I had to laugh when I overheard one political commentator say, “The Democrats have to throw the kind of party you want to go to.” A light went off in my head!

Of course, we don’t want to be all doom and gloom. But I also don’t do raves either, luckily that trend has skipped my generation. Still, turn on Fox News and their anchors are actually having questionable fun. I don’t stay on Fox for long, but everyone is sitting around telling jokes, instead of stating facts or analyzing policy. They are not worried about the end of democracy while their president and his oligarch, tech-bro, side-kick go about trampling everything in their path like two giant Gullivers run amok.

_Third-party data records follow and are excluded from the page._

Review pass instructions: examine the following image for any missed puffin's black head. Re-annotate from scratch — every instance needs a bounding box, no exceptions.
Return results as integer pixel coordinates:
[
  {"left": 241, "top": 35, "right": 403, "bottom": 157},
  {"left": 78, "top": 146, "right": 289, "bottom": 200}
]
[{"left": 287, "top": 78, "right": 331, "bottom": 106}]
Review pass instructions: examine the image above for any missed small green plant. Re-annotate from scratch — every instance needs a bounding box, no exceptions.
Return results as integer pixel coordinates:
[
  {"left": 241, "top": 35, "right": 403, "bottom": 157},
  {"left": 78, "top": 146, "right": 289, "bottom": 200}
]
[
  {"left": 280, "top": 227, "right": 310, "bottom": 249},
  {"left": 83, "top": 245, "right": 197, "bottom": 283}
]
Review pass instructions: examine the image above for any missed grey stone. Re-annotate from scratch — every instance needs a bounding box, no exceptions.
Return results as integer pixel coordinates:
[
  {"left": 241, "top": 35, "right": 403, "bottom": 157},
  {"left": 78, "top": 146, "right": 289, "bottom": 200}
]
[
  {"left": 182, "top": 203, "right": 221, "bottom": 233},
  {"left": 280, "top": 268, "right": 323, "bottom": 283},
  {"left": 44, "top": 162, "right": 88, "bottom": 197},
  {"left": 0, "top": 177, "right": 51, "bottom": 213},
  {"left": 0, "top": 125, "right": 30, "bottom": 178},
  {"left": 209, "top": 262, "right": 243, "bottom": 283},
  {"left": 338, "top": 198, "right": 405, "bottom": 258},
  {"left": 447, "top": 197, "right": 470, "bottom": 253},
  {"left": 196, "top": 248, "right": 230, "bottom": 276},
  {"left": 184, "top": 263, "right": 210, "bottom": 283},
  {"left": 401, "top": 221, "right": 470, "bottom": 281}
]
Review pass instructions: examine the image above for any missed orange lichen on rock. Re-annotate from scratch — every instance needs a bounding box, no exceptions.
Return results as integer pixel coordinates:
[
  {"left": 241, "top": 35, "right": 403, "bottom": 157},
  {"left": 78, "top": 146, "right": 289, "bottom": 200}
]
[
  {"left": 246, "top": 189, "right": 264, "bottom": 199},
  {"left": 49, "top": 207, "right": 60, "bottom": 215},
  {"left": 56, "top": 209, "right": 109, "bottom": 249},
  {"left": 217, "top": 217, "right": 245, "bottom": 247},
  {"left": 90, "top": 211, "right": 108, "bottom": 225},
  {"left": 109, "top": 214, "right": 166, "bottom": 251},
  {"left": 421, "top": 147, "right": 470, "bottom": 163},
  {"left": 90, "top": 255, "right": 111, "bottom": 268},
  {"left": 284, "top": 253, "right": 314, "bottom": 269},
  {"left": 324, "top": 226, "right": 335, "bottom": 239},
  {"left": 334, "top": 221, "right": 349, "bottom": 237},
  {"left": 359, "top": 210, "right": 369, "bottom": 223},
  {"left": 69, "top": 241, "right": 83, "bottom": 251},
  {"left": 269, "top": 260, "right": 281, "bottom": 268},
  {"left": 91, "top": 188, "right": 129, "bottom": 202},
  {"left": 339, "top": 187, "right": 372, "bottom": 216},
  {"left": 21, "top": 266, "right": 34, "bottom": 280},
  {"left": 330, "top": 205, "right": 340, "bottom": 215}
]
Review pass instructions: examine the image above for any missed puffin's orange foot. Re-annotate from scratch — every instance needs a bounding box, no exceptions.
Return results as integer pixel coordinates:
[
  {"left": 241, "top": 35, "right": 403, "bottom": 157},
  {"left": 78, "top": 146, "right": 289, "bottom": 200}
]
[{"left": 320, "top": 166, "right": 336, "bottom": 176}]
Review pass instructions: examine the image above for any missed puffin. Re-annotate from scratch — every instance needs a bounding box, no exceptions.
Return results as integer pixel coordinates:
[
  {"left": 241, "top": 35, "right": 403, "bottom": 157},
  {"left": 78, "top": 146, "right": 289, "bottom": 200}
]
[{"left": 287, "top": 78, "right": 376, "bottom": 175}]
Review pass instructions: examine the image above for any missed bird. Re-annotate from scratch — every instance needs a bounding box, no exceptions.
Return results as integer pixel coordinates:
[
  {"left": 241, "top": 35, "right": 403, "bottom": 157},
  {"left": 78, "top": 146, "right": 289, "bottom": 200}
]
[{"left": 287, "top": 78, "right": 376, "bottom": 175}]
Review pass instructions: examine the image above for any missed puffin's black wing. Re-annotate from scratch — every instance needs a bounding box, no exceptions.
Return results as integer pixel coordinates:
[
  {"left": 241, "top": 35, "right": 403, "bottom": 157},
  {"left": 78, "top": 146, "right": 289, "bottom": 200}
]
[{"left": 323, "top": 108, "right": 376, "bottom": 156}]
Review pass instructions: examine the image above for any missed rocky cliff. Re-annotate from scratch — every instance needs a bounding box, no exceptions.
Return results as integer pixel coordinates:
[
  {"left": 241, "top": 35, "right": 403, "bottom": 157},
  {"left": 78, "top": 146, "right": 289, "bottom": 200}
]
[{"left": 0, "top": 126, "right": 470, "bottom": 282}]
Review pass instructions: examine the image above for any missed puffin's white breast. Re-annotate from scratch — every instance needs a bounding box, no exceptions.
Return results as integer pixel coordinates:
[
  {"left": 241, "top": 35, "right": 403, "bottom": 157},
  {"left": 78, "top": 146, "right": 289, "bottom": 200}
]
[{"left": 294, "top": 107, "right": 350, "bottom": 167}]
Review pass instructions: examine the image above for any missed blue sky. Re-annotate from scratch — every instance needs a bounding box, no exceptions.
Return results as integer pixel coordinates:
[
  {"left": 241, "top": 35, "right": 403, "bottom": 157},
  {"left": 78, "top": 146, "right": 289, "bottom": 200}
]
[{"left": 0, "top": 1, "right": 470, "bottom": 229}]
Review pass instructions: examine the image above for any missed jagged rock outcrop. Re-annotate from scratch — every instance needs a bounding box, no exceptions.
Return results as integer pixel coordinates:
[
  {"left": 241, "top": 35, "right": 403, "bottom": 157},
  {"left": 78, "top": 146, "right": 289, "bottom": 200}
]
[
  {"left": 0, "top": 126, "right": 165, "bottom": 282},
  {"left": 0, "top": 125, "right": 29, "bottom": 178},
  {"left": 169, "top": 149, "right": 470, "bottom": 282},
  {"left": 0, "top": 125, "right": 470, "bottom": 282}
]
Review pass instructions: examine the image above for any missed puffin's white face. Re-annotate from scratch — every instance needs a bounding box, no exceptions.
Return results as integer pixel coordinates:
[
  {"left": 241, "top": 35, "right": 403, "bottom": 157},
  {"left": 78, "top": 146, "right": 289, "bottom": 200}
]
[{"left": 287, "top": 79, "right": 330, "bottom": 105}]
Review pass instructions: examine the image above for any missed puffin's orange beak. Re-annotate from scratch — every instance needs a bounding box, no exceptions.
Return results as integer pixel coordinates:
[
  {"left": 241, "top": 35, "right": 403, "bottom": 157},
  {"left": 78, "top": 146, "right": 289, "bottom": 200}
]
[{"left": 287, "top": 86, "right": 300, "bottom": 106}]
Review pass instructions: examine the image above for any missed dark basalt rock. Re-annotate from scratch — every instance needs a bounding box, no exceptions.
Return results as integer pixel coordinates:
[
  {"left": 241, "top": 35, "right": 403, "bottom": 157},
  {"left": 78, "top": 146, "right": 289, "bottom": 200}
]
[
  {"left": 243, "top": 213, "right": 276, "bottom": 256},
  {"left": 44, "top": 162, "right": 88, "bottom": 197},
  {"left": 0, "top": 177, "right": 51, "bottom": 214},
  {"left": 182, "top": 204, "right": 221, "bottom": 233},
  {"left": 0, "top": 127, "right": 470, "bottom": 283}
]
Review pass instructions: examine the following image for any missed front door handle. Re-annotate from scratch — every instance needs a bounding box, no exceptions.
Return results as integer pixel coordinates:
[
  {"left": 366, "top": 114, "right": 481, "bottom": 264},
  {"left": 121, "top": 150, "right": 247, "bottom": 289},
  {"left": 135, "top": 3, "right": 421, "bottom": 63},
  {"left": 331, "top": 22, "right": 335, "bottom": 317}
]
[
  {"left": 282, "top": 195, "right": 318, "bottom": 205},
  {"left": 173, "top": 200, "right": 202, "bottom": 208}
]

So what kind of party would you want to attend? I hear that Rubrik’s Cube parties are all the rage in Paris. I’m not quite sure how you play, but wearing articles of clothing in the cube’s colors is de rigeur. Or what about a Knives Out mystery party? Maybe we should leave weapons out of the equation. An escape room? I’d love to escape reality, forget this past year, a year of nearly dying from a simple fall that happened the day before our election.

Well, both splints are off my hands and the Aspen collar has been packed away. I look perfectly normal, if not shorter, but that is an illusion. I’m tempered. I’ve had to face mortality and my head still feels like a bowling ball. My right hand doesn’t work the way it used to, but then again, pretty much nothing else does either. Ah, to be seventy again!

Let’s plan on throwing a party for the Dems. Let’s brainstorm all the things we want to happen, like getting egg prices down, controlling bird flu, and not whether or not to buy Greenland. Let’s talk about the positive things we can do to help the climate, and help families with childcare. We need to make our party fun again and build community.

We need to party like it’s 1999! And Happy Anniversary to these two!